ラスベガス警察のヴィンセントは相棒と共謀し、マフィアでカジノ王のルビーノから25キロものコカイン強奪。しかし内部調査官のブライアント、さらにルビーノとの取引を予定していた麻薬組織の冷酷なボス、ノヴァクからもヴィンセントはマークされてしまう。ノヴァクから麻薬の行方を問い詰められたルビーノによって息子を誘拐されてしまったヴィンセントは、マフィア、麻薬組織、警察内部調査官たちに包囲される中、息子を取り返すために単身カジノへ乗り込んでいく。(映画.comより)

 

おはようございます。

一日一日をもっと大事に生きていきたいと思ってるが、なかなかどうして……なぁ?

「人生でいちばん嬉しかった瞬間はいつですか」という質問に「あれでしょ、これでしょ…」って幾つも答えられるような実り豊かな人生を送りたいわ。

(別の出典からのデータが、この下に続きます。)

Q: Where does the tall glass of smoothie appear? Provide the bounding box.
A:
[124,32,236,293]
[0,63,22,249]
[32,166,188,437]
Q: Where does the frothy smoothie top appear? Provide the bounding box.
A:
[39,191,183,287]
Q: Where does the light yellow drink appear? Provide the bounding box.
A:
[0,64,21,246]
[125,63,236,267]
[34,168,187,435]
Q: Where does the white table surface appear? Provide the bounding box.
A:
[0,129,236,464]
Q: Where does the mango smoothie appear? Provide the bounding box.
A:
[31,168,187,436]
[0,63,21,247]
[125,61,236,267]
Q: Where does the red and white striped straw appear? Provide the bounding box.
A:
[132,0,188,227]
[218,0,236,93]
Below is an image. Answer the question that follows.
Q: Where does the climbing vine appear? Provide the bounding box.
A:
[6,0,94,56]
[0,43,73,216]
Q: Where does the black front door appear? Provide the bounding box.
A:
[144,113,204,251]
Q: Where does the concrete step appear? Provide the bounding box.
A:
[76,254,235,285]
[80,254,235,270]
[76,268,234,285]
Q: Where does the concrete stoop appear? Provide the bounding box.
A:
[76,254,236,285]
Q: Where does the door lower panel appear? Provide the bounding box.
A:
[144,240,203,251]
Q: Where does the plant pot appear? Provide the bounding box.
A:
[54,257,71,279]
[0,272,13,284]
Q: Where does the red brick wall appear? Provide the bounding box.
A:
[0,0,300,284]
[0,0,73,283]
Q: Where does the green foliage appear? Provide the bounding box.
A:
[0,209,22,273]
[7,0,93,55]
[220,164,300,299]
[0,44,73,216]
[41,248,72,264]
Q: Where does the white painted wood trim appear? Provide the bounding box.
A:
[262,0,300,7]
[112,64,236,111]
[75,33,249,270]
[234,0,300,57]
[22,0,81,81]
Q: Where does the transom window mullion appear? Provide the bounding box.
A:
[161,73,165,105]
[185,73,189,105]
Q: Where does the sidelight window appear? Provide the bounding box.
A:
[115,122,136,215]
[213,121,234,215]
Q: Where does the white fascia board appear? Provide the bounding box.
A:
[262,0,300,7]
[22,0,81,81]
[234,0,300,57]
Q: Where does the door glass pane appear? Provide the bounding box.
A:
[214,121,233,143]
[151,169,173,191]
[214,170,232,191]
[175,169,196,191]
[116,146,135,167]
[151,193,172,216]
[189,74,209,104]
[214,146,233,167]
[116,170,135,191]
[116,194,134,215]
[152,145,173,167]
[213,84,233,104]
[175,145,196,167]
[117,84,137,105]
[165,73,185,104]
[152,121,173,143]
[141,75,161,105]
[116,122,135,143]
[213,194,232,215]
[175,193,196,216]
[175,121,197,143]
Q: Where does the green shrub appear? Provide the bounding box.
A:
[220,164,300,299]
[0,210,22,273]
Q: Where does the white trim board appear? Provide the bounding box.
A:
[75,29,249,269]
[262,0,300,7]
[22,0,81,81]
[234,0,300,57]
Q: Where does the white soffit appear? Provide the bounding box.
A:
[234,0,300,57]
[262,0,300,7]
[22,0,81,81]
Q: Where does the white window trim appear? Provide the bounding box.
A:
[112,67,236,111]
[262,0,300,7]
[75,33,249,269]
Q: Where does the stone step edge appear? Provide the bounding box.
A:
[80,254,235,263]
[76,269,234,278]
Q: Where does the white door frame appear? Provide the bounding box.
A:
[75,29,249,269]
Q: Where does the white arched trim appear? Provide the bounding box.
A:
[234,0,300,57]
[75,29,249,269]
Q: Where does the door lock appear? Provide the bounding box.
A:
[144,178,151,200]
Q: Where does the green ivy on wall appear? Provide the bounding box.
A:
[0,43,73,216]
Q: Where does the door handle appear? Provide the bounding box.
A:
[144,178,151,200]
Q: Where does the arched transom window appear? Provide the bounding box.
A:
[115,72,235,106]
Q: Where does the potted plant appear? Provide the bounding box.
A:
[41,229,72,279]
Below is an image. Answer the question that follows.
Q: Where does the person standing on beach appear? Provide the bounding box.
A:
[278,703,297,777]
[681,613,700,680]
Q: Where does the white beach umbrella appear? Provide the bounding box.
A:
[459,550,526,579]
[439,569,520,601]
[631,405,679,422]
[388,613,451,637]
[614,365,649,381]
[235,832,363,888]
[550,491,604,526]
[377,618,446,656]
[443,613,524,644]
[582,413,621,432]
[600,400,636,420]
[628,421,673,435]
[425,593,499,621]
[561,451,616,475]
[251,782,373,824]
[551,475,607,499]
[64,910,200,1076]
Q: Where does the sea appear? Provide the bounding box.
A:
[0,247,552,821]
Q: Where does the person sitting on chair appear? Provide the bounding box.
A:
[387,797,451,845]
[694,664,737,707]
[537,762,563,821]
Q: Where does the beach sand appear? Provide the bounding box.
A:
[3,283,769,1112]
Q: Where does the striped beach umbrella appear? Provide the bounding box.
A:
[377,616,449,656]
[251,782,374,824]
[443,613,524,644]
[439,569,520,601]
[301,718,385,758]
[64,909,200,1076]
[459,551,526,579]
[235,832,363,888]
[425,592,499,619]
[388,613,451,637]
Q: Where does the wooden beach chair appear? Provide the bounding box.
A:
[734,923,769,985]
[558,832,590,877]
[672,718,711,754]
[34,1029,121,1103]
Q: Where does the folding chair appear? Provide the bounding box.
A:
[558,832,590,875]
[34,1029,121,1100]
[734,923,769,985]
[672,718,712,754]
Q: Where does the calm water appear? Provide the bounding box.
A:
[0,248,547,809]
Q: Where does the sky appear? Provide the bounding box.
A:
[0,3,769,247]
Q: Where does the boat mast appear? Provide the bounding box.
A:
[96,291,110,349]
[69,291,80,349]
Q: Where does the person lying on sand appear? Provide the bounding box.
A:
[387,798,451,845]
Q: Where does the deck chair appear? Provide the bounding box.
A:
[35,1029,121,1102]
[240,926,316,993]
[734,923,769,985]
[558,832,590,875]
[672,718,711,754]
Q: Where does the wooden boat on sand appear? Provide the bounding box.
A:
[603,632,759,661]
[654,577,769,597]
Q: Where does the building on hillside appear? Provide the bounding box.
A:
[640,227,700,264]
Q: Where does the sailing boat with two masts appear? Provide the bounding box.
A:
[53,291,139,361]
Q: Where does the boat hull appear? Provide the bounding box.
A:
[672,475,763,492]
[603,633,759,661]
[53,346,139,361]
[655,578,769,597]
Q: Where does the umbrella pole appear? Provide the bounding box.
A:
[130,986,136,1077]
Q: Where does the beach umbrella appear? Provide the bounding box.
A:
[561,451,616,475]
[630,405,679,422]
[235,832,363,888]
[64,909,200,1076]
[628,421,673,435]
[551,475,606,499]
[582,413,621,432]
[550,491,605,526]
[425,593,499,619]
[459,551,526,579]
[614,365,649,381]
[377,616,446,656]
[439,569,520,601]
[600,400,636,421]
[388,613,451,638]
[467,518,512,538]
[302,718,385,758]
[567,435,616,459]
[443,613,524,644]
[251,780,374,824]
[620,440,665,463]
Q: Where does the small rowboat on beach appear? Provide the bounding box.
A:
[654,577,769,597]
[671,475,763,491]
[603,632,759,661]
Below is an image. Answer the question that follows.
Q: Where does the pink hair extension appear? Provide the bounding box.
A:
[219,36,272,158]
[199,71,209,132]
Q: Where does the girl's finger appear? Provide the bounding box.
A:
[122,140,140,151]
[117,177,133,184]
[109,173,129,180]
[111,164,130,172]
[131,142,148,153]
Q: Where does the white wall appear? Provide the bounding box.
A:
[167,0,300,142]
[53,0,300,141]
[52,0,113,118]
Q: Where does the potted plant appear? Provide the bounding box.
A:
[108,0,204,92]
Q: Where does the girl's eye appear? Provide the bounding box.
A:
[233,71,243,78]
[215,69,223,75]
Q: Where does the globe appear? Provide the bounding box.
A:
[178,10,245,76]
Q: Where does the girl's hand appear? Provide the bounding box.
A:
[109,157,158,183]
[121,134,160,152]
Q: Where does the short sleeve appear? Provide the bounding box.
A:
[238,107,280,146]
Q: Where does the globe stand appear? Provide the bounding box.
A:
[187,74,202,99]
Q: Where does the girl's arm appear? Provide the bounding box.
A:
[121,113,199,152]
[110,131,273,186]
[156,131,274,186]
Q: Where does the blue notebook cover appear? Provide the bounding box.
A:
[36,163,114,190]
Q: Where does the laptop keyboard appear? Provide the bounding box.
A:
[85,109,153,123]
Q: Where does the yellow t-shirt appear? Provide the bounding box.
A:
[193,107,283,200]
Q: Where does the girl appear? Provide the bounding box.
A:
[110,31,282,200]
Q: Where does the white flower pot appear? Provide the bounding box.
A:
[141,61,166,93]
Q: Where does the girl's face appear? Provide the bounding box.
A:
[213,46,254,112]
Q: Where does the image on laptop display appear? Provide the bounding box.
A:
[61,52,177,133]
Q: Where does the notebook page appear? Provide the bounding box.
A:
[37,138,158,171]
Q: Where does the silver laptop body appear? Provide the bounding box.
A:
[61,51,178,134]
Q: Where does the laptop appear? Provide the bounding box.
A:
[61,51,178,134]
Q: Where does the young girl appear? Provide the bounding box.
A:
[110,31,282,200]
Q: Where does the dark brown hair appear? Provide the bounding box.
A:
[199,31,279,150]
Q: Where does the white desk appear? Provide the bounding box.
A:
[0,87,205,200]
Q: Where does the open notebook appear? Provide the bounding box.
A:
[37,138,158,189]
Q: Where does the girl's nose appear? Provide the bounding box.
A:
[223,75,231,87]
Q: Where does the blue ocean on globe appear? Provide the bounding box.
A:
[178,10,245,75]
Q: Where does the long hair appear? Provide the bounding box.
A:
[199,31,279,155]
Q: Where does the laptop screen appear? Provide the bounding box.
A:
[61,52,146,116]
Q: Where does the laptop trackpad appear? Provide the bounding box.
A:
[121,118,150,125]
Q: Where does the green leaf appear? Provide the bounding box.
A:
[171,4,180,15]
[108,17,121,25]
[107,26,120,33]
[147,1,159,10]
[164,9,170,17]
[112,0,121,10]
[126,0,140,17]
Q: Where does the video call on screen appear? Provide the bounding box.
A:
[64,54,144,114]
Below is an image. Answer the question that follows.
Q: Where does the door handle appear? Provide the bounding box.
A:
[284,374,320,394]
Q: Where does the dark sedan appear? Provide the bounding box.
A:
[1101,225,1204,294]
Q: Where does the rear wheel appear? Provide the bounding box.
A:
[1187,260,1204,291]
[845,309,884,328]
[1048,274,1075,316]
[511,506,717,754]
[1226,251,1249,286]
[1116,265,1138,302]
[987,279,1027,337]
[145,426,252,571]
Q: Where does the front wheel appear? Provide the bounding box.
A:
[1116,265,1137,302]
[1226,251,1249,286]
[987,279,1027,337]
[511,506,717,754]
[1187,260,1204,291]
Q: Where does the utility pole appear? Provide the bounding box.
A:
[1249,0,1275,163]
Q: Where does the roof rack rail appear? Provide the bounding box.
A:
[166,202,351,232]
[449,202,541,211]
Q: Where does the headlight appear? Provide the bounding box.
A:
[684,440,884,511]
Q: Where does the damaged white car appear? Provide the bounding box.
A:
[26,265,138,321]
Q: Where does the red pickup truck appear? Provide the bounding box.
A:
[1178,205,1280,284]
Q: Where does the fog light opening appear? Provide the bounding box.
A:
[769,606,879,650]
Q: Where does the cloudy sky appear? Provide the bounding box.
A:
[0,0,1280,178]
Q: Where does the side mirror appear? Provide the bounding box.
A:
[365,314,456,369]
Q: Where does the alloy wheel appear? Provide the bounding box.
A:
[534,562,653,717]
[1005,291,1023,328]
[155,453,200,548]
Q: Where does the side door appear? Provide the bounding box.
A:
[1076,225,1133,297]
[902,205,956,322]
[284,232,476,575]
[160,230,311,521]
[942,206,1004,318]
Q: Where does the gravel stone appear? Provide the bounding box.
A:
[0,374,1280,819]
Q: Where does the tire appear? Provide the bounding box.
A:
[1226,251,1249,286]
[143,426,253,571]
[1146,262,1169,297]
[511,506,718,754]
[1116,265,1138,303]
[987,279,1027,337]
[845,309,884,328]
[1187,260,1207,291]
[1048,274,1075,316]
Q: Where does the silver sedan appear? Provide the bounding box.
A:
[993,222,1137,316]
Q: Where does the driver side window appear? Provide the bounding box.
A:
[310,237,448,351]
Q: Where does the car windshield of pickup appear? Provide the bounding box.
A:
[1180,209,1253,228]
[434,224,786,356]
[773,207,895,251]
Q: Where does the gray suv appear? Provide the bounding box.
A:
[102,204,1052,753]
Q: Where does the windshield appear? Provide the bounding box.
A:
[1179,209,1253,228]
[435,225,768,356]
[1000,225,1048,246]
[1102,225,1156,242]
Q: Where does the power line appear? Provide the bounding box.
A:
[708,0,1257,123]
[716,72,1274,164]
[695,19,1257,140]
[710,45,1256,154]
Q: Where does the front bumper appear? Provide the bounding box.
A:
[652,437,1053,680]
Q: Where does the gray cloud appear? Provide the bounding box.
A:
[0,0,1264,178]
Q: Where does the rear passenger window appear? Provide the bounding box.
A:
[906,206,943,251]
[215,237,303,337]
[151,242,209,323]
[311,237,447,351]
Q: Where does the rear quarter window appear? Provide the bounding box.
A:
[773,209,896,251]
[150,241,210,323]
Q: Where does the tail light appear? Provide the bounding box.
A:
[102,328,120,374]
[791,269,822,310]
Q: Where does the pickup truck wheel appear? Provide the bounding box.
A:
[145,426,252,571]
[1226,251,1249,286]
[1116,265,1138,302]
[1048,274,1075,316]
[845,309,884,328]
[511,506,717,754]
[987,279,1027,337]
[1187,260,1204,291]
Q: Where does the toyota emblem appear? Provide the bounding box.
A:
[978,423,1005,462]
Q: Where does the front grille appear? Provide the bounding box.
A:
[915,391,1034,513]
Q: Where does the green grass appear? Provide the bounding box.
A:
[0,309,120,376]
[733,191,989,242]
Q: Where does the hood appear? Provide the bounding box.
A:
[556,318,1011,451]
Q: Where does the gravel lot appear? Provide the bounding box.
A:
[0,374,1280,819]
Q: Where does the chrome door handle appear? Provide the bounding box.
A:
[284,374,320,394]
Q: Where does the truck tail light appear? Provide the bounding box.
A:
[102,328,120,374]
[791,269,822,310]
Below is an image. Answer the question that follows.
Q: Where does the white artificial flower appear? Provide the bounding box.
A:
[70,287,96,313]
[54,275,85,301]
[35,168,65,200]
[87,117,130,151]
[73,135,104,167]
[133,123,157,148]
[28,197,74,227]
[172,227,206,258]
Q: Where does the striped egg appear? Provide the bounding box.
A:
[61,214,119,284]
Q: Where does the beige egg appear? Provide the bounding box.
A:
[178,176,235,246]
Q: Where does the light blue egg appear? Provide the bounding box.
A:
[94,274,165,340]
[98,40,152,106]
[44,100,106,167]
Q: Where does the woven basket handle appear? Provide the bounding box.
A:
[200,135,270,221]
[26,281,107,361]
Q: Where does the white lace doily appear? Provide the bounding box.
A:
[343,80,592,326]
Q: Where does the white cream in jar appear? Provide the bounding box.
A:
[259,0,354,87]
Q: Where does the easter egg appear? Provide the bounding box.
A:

いかんせん私の人生、過ごせど過ごせど代わり映えのしない金太郎飴みたいなものでござります。まるで昨日をコピーして今日にペーストしてるみたいだ。我が生涯=Ctrl+V。むなしい。ショートカットキーでどうとでもなる人生、むなしい。

かと言って日々の生活を変化に晒すのは好きじゃないので、結局ブツクサ言いながらも「繰り返される日常こそプライスレス」という所に帰結するのである。Ctrl+V+P

だからこそ映画を観続けるのかもわからない。映画を観ることは「他人の人生を生きること」であり「他人の目を通して世界を見ること」でもあるよね。ここで大事になってくるのが「他人越しの世界」にどこまで馴染めるかという感性だと思うんだけど、この話は中断します。朝7時を過ぎたので、そろそろ「記事を公開する」のボタンを押さなきゃならないんだ。だいぶ前からネタ切れを起こしてるここでの前書きもそろそろ限界を迎えようとしてる。久しぶりにおばあちゃんに会いたい。

そんなわけで本日は『スリープレス・ナイト』です。おばあちゃん!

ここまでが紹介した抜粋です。